Some religious leaders have called for a ceasefire in Gaza, while others have voiced their support for Israel's bid to eliminate Hamas.

One of the reasons some members of the African American community identify with the Palestinians is because they see it as a battle against racism and apartheid, according to Washington.

The pastor lamented that the view has been allowed to take root due to the way information about Israel is presented to the black community and its leaders.

"Pro-Israel organizations will engage the black community but not effectively empower the black community," Washington, who formerly served as the diversity outreach coordinator for the over 10-million member Christians United for Israel, said. 

Regarding the messaging, the pastor told CP that what's often lacking is a condemnation of the anti-Semitism from groups like Black Lives Matter and the Black Hebrew Israelites.

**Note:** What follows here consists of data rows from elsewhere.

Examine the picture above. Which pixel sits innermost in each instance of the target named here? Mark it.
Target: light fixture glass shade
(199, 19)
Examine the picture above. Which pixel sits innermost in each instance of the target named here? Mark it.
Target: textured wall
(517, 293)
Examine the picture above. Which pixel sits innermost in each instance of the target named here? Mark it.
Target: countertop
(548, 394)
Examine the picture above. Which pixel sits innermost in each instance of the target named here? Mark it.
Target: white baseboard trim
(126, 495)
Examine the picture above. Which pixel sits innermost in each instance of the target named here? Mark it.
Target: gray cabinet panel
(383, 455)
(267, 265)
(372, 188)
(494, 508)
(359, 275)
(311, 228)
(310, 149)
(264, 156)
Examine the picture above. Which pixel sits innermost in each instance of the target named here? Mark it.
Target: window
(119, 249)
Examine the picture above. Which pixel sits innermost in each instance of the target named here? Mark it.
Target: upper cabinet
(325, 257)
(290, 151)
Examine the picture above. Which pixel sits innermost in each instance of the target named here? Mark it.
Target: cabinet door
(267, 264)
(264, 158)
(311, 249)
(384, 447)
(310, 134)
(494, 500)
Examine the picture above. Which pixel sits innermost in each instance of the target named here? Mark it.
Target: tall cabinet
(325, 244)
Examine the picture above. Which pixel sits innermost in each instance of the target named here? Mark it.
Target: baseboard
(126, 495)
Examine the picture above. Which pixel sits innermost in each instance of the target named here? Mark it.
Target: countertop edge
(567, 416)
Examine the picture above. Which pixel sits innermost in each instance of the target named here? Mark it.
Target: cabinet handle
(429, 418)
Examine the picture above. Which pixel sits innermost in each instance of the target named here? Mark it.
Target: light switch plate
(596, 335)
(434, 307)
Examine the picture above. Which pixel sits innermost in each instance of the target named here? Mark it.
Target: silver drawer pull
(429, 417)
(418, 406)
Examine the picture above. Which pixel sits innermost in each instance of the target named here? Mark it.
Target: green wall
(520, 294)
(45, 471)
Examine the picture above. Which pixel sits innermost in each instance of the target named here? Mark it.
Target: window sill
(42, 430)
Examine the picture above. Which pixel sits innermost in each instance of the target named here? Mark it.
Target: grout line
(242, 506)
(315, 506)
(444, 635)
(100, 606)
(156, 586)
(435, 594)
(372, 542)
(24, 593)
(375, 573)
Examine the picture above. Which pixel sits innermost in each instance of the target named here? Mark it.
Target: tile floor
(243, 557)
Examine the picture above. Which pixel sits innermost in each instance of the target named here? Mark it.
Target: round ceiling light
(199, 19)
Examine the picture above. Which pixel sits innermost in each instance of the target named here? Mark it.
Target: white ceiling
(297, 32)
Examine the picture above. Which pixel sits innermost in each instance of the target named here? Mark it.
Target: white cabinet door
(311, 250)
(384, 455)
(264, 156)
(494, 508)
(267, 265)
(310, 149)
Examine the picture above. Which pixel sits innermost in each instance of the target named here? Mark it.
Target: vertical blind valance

He asserted that refusing to address certain viewpoints, such as the belief that Israel is committing genocide against the Palestinians, does the black community more harm than good. 

Washington contends that it's necessary to "empower" black faith leaders with the message that their community needs to hear, one that addresses the issues unique to the African American community. 

"The Black Hebrew Israelites don't impact white pastors the way they do black pastors," he explained. "We're not racially dividing the body, but if we're not honest about the fact that certain messages affect certain people in certain ways, then we're not being honest." 

Through IBSI, the organization Washington founded in 2013, the pastor works to strengthen relationships between the African American community and the Jewish people via education and advocacy. The organization receives financial support from Christian and Jewish communities and through influential donors such as Dr. Bob Shillman of the Shillman Foundation. 

Last year, IBSI started a program called the PEACE Initiative, which stands for Plan for Education, Advocacy and Community Engagement. One program recruits young black men and women and takes them on a nine-month trip to Israel and Africa, while another takes black faith leaders on a similar journey. 

Regarding the role of the Church in addressing tension between the Jewish and African American communities, Washington said that the Church also has a responsibility to address biblical illiteracy. 

The pastor stated that he has seen multiple Christian influences calling for a "ceasefire" on social media, claiming that it's what Jesus would want while also framing Israel as morally culpable for the ongoing violence. 

"So, the fact that Christians would condemn Israel for trying to defend its people and try to use the Bible to do so, what the Church can do is teach the Bible," he said. 

On Thursday, a group of Black Christian leaders took out a full-page ad in The New York Times calling for a ceasefire, Religion News Service reported. 

"A ceasefire is our minimum demand … as moral faith leaders from the African American tradition who signed on to this letter," California pastor and anti-gun advocate Rev. Michael McBride told the outlet. "At some point, bombs and the fighting has to cease and move to a solution that is one of mutual coexistence, peace, and justice for all in the region."